Background Recent results from the Multimodal Treatment Study of ADHD (MTA) demonstrated impairments in several functioning domains in adults with childhood ADHD. The childhood predictors of these adult functional outcomes are not adequately understood. Objective To determine effects of childhood demographic, clinical and family factors on adult functional outcomes in individuals with and without childhood ADHD from the MTA cohort.
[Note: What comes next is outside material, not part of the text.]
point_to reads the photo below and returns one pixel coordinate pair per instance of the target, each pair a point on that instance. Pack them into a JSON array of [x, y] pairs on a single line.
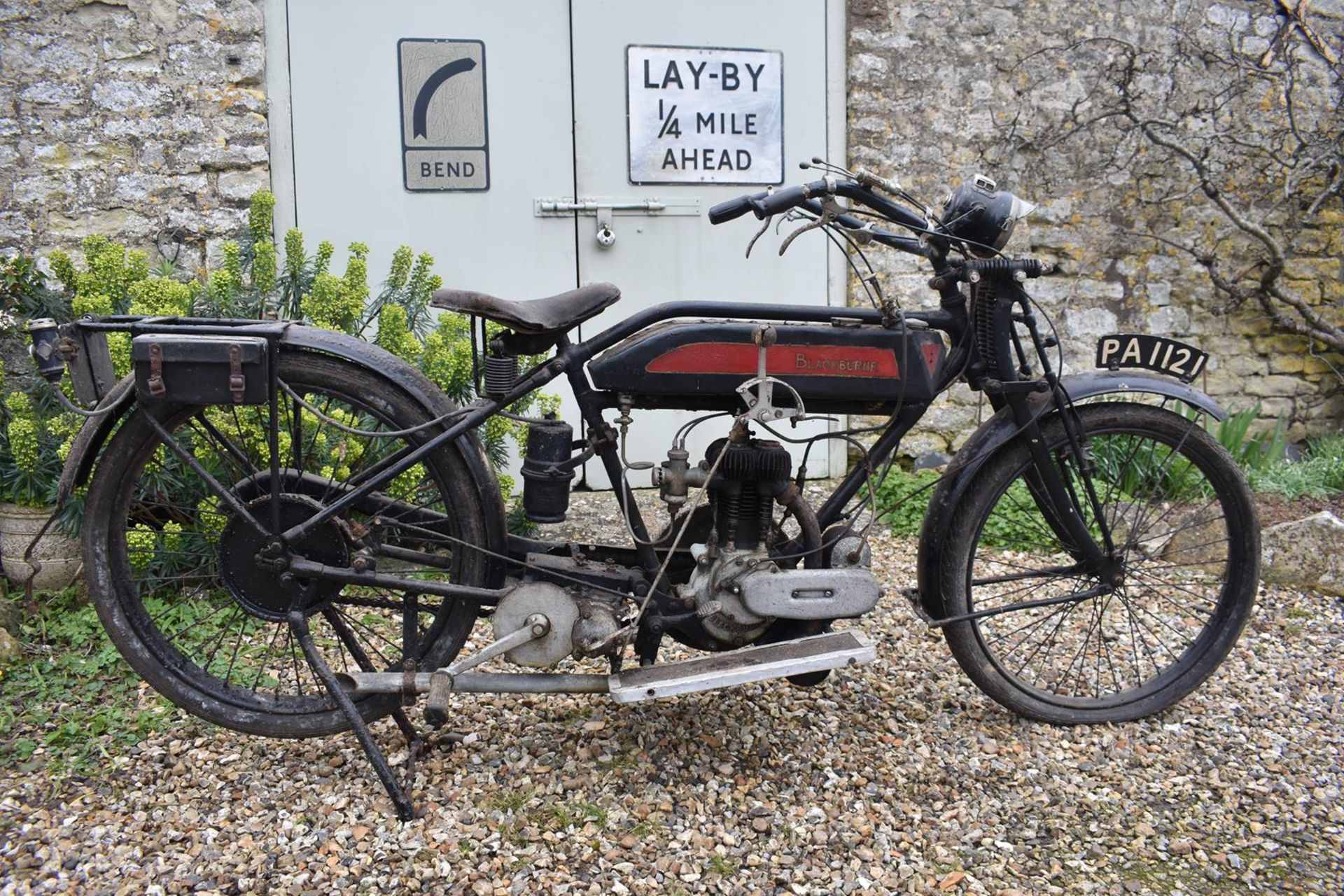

Methods Regressions were used to determine associations of childhood factors (age range = 7–10 years) of family income, IQ, comorbidity (internalizing, externalizing and total number of non-ADHD diagnoses), parenting styles, parental education, number of household members, parental marital problems, parent-child relationships, and ADHD symptom severity with adult outcomes (mean age = 25) of occupational functioning, educational attainment, emotional functioning, sexual behavior, and justice involvement in participants with (n = 579) and without (n = 258) ADHD. Results Predictors of adult functional outcomes in ADHD include clinical factors such as baseline ADHD severity, IQ and comorbidity, demographic factors such as family income, number of household members and parental education, as well as family factors such as parental monitoring and parental marital problems. Predictors of adult outcomes were generally comparable for children with and without ADHD. Conclusion Childhood ADHD symptoms, IQ and household income levels are important predictors of adult functional outcomes. Management of these areas early on, through timely treatments for ADHD symptoms, and providing additional support to children with lower IQ and from households with low incomes, may assist in improving adult functioning.